I eventually worked out (probably mainly by copying solos by Paul Kossoff) that there was a 5 note pattern that guitarists commonly used that was a subset of the major scale, that missed out the 4th and major 7th. Then I found (by copying solos) that by starting the pattern on a different note (in effect moving the same pattern three 3 frets up) that it worked against minor keys and sounded bluesy against blues songs in a major key.
So I learned things the other way around and it feels more natural to me to think in terms of major pentatonic shapes that are translated (moved along the guitar neck), modified and have notes added to them to create other scales. Now the 5 CAGED major pentatonic shapes form the basis for my fretboard visualisation method. Although, as I'm think in terms of shapes, I suppose is doesn't matter whether they're labelled as major or minor, it's just the root note that's in a different location.

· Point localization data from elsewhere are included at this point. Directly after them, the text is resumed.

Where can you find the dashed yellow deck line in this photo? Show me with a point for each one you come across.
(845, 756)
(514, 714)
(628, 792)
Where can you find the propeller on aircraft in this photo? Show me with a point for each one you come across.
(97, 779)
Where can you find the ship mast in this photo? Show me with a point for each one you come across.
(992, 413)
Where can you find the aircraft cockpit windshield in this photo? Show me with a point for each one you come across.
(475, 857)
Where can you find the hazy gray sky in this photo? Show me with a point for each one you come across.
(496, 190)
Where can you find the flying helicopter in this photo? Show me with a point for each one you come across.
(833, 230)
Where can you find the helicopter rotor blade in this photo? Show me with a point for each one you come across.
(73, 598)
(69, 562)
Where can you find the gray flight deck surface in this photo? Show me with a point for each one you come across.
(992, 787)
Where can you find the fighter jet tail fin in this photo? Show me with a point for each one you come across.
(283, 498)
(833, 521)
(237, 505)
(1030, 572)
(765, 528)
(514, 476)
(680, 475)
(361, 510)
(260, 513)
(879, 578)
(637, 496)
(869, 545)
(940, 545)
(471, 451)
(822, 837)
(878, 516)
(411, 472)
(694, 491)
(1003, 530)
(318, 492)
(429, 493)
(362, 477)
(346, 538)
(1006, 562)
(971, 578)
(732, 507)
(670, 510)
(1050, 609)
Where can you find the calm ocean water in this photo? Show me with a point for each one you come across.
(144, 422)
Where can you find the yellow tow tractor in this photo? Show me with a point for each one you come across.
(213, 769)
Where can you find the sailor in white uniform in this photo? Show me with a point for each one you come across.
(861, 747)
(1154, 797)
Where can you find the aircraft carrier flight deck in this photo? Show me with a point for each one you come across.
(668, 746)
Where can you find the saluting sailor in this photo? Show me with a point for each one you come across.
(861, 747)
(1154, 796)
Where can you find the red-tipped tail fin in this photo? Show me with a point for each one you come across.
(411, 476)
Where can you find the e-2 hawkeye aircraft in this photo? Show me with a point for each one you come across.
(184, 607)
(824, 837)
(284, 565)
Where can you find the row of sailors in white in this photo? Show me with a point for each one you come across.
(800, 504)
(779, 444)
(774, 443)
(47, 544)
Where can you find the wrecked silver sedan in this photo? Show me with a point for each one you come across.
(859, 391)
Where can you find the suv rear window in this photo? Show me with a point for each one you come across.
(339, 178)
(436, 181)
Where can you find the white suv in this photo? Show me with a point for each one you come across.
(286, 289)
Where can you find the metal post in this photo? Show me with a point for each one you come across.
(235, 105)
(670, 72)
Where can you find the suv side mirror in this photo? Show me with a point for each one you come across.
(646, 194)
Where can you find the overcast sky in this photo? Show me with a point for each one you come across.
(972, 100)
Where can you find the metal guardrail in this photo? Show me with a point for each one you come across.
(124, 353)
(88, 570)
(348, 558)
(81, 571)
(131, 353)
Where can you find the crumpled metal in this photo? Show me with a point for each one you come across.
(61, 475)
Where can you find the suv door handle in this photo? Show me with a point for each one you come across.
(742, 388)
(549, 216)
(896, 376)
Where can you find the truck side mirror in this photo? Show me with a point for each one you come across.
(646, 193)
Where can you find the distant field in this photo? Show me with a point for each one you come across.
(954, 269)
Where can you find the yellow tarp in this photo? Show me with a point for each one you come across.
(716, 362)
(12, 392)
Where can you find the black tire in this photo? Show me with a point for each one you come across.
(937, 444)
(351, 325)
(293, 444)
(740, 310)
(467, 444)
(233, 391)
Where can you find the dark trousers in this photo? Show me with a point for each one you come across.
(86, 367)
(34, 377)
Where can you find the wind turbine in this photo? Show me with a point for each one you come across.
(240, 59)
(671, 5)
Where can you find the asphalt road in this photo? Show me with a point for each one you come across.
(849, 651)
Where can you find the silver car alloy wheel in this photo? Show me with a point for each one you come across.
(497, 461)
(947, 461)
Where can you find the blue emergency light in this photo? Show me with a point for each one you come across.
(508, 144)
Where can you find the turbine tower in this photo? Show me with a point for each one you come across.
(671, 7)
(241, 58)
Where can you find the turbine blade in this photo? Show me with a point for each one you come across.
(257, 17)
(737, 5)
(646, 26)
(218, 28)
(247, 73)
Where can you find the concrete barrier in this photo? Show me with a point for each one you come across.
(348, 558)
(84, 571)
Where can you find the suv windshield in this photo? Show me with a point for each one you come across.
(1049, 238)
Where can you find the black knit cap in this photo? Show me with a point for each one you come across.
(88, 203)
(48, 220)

When I play a major key blues I tend not to think of the major and minor pentatonics as separate entities, unless I want a specific effect. I see them as superimposed on top of each other, which could be thought of as a Mixolydian scale with an added minor 3rd or a Dorian with an added major 3rd. But I see/hear them as basic pentatonics with extra notes added.
I think because a lot of rock and roll and then classic rock stuff was then born out of the blues, a lot of rock players end up developing the same bad habit of being stuck in 'Box 1' of the minor pentatonic that rubbish blues players like myself developed!